Women in Kenya have dismal options for education, and they only receive a fraction of the income they generate. One of the biggest dangers facing women in Kenya is HIV, as infection rates are high among the female population. This is largely due to the fact that Kenyan women have virtually no access to sexual health services.
Gender-based violence is rampant in the Democratic Republic of the Congo. According to the Thomas Reuters Foundation Services, an estimated 1,152 women are raped each day in the Congo. That’s nearly half a million every year, and that's why the Congo has been dubbed the "rape capital of the world."
While living in any of the aforementioned countries is especially dangerous if you’re a woman, there are also many other countries women should be wary of visiting. In addition to the countries listed above, women should be extremely cautious when visiting Jamaica, Morocco, Peru, Ecuador, Turkey and Guatemala — especially if traveling alone.

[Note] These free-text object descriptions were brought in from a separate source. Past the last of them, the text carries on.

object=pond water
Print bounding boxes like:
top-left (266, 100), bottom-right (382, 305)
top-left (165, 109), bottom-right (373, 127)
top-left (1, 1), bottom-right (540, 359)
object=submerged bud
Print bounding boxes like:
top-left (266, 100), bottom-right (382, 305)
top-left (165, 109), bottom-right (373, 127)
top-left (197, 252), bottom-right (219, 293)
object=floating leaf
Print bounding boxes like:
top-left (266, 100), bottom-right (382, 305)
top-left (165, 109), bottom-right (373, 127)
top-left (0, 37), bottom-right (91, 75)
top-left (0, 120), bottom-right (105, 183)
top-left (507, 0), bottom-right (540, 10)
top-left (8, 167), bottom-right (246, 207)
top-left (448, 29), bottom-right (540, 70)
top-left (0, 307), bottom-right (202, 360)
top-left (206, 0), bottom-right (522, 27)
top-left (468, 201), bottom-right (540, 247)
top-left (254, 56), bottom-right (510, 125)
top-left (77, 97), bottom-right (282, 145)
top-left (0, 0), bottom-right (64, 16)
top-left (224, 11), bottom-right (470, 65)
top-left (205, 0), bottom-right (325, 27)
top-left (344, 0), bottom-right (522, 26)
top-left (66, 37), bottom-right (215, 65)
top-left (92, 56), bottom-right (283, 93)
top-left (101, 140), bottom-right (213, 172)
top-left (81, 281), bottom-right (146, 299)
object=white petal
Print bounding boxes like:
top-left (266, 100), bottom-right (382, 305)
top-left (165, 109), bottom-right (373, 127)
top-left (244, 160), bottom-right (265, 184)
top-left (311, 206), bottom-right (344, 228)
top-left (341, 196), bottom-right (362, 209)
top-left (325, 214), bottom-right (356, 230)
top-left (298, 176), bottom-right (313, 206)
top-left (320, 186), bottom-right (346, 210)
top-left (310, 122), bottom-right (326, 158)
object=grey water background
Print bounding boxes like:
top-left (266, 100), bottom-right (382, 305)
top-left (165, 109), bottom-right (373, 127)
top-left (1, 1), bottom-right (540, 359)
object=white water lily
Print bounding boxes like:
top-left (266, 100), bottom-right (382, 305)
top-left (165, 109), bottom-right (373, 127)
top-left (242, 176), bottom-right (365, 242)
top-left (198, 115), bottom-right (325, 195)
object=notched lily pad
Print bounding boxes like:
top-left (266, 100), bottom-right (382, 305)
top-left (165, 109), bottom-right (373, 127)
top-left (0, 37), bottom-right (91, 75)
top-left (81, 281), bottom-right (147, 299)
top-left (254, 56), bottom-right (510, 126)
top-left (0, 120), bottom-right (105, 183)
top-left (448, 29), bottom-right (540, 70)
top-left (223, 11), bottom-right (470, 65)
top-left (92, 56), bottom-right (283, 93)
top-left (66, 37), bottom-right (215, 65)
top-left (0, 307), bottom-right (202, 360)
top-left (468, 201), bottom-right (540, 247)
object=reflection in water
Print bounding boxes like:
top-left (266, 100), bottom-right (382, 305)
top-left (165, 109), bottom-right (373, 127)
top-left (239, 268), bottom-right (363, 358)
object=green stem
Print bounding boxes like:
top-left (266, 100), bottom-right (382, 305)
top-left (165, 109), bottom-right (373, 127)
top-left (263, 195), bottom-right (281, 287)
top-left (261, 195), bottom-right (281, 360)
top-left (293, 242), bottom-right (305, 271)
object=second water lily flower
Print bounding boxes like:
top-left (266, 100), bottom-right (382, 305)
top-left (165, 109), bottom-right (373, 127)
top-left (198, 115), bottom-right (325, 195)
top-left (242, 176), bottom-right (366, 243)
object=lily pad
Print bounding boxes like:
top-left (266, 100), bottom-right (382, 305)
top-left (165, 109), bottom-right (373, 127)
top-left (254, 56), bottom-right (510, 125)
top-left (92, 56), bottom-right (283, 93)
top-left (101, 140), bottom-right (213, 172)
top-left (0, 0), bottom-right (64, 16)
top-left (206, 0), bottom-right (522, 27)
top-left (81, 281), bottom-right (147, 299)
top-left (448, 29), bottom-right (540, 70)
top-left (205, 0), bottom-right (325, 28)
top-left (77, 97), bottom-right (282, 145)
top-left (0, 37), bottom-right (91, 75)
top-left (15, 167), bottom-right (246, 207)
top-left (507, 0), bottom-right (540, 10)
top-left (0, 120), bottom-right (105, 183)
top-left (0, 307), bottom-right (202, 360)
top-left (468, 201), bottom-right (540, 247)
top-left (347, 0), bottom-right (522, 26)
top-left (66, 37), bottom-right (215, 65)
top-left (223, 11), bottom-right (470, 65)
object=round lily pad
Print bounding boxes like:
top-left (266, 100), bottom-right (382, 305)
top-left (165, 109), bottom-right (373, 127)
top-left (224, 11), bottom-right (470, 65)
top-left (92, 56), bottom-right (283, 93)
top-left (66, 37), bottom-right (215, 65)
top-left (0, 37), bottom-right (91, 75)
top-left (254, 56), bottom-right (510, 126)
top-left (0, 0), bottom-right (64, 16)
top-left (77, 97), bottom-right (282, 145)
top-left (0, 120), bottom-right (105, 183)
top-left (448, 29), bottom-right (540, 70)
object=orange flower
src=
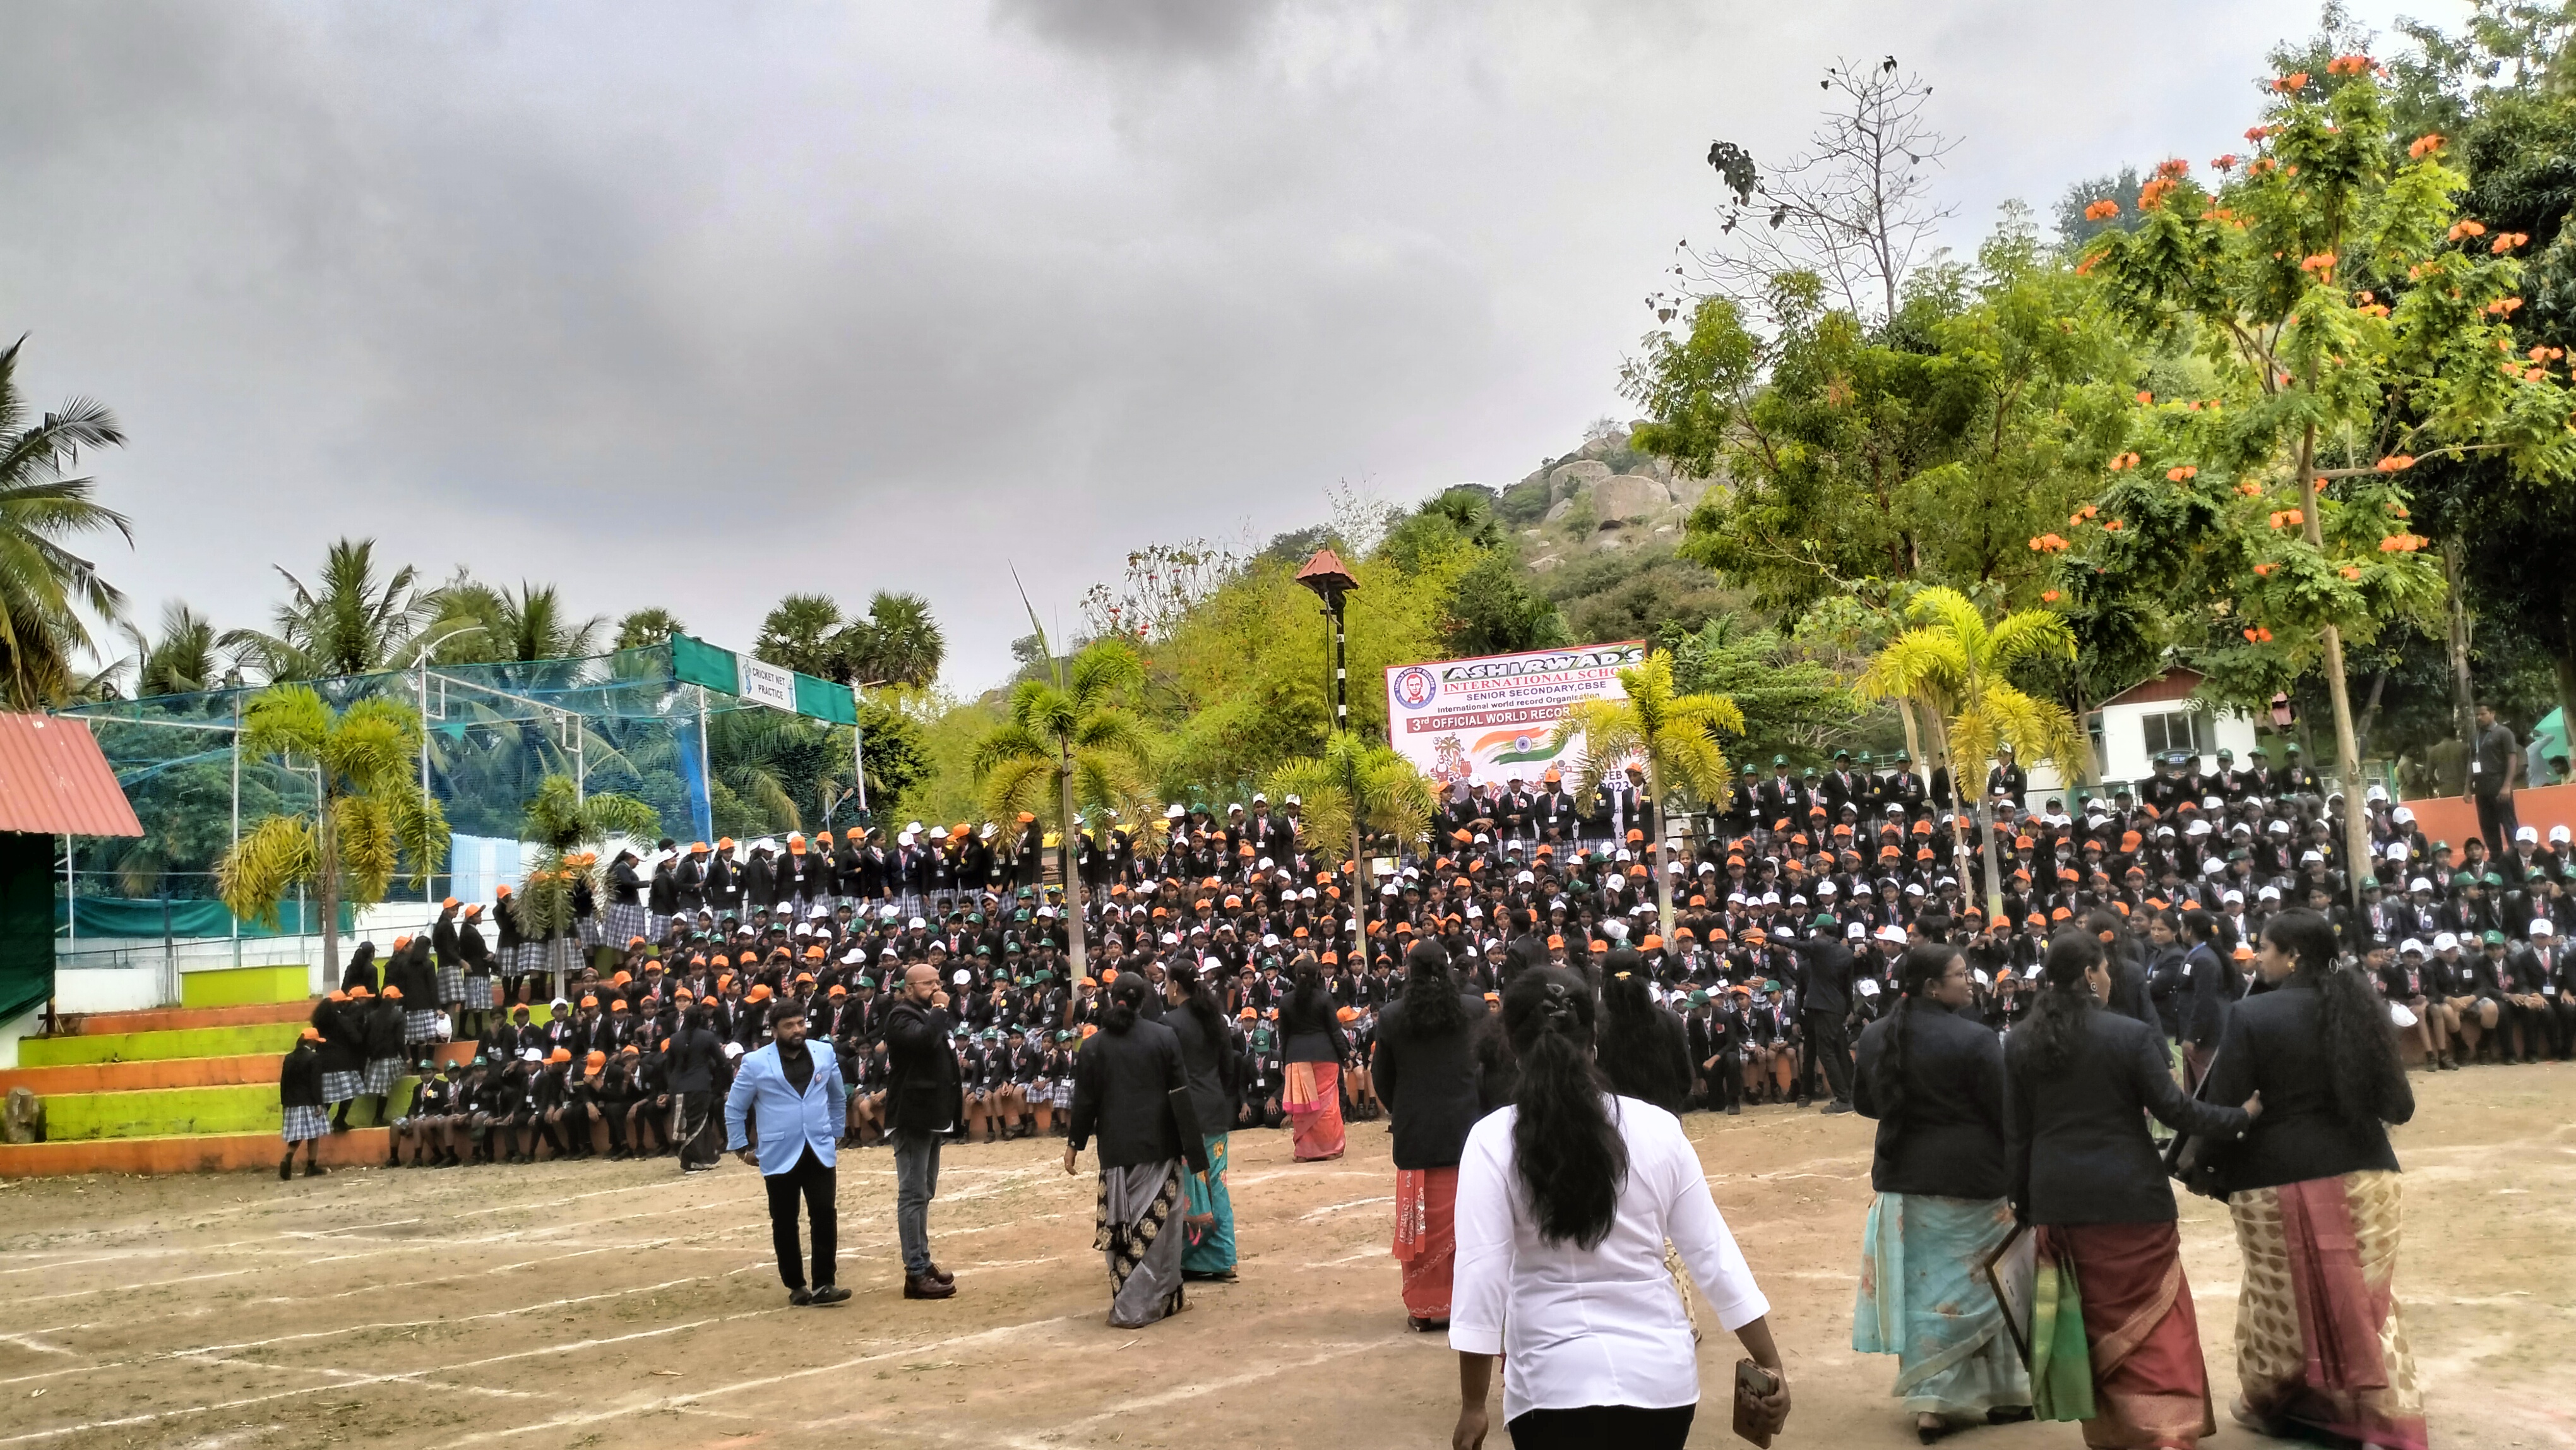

Millions of women around the world live in fear of violence every day. Their governments and male relatives may not be helping, but there are many organizations that are striving to improve the lives of women in these dangerous countries. International NGOs continue to fight against the inequality, violence and oppression that women face globally. Ultimately, though, lasting change for women will have to come from within each country.
One of the greatest problems facing women around the world is domestic violence. Even in Western countries, domestic violence affects the lives of countless women. Fortunately, women in Western countries have options, unlike so many women across the globe. So if you or someone you know is a victim of domestic abuse, don’t stay silent.